Fifty-three of the 73 patients treated with radiotherapy with curative intent also received chemotherapy, which was concurrent for 26 patients and sequential for two, while the schedule was unknown for 25. A PET scan was performed before curative radiotherapy for 61 (83.6%).
Chemotherapy was administered at some time, with curative or palliative intent, to 258 (39.4%) patients with NSCLC, and radiotherapy to 365 (55.7%).
The median survival time for patients with NSCLC was 6.9 months (SE, 0.42 months) with a 5-year crude survival rate of 10.8%. The median and 5-year survivals for patients treated with curative intent by surgery were 45 months (SE, 4.4 months) and 43.2%, respectively, and by radiotherapy or chemoradiotherapy 14.8 months (SE, 4.6 months) and 19%, respectively, while the median survival time with palliative treatment was 5.7 months and, with no active treatment, 4 months (P < 0.001). Most patients died from their lung cancer, but the cause of death was not the index lung cancer for 44 patients (6.7%), while for five (0.8%), the cause of death was unknown.
The characteristics and management of the 101 patients with small cell lung cancer (SCLC) are detailed in Box 2 and Box 3. The median survival time for patients with SCLC was 7.2 months (SE, 0.96 months) with three patients (3.0%) surviving 5 years. Patients treated with curative intent had a median survival time of 12.8 months (SE, 6.0 months) and a 5-year survival rate of 11.1%. The cause of death was not the index lung cancer for five patients (5%), while for one, the cause of death was unknown.

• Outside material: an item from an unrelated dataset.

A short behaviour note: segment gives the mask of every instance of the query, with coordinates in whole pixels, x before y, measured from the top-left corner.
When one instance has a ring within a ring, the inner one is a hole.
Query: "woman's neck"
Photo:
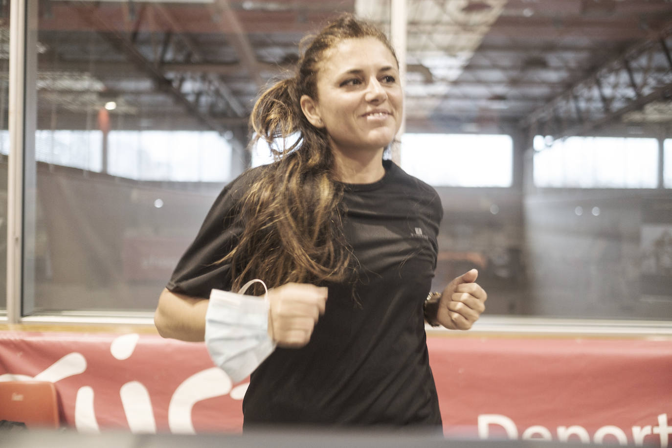
[[[382,166],[384,148],[360,150],[354,154],[333,149],[338,179],[343,183],[373,183],[385,175]]]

The characteristics and management of the 85 patients with a clinical diagnosis (CD) only of lung cancer are detailed in Box 2 and Box 3. For 53, there was an attempt to obtain a pathologically confirmed diagnosis by cytological examination of sputum, bronchoscopy or biopsy.
Patients with CD only, when compared with those with a diagnosis confirmed by pathology testing, were older (median age, 79 years v 71 years; P < 0.001), had a lower Eastern Cooperative Oncology Group (ECOG) performance status (PS) score (0–1, 13% v 51%; P < 0.001), and were less likely to be referred to a specialist (83.5% v 99.1%, P < 0.001) or discussed at a multidisciplinary meeting (MDM; 11% v 30%; P = 0.001), less likely to be treated with curative intent (2% v 31%; P < 0.001), and more likely to receive no anticancer therapy (84% v 20%; P < 0.001). Patient outcomes were worse for the CD cohort, with a median survival time of 1.1 months (SE, 0.2 months) v 6.9 months (SE, 0.4 months) (P < 0.001); 56 CD patients (66%) died within 2 months of diagnosis.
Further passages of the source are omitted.